Nuclear medicine scans are used to diagnose many medical conditions and diseases. Some of the more common tests include the following:

  • Renal Scan: This is used to examine the kidneys and to find abnormal function or obstruction of the renal blood flow.
  • Thyroid Scan: This is used to evaluate thyroid function or to better evaluate a thyroid nodule or mass.
  • Bone Scan: This is used to evaluate any degenerative and/or arthritic changes in the joints, to find bone diseases and tumors, and/or to determine the cause of bone pain or inflammation.
  • Gallium Scan: This is used to diagnose active infectious and/or inflammatory diseases, tumors and abscesses.
  • Heart Scan: This is used to identify abnormal blood flow to the heart, to determine the extent of the damage of the heart muscle after a heart attack, and/or to measure heart function.
  • Breast Scan: This is often used in conjunction with mammograms to locate cancerous tissue in the breast.
  • VQ Lung Scan: A ventilation–perfusion (VQ) scan is used to examine airflow (ventilation) and blood flow (perfusion) in the lungs.


Different types of nuclear medicine exams require different methods of preparation.

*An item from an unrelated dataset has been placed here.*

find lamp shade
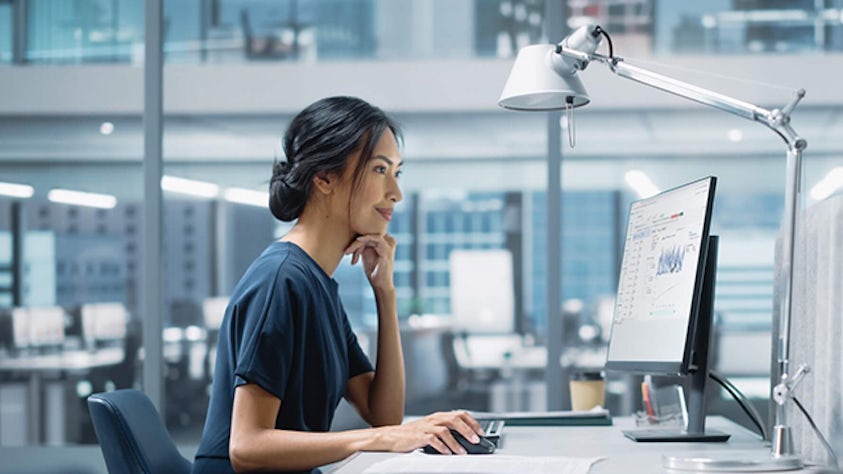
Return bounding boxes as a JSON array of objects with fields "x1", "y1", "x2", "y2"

Consult your healthcare professional for more details on how to prepare for your specific exam.


Depending on the type of test, you may be asked to remove your clothing and put on a gown. A technician or nurse may insert an intravenous line (IV) into your vein to administer the radiotracer. (In some cases, the radiotracer may need several days to travel through your body, so this step may be performed prior to your test date). You may experience minor sensations due to the insertion of the IV.

Once the radiotracer has accumulated in the testing area, a gamma camera will be positioned to the examination area and a series of images will be taken. You will be required to remain still, as movement will affect the scan. The time required for a nuclear medicine scan can vary greatly, from several minutes to several days. In some cases, you may leave and return when necessary.

You may also be asked to wait until the technician checks the images, in case more images are required. This does not mean there are abnormalities in your testing, but only that better visualization is needed.

Some tests may require you to perform exercise on a treadmill or stationary bicycle. You may be required to take medication that will increase blood flow if you are not able to exercise.


You will be able to return to your normal activities when the test is complete, unless your physician or technician tells you otherwise. If a radiotracer was used, drink plenty of water to help flush it from your system.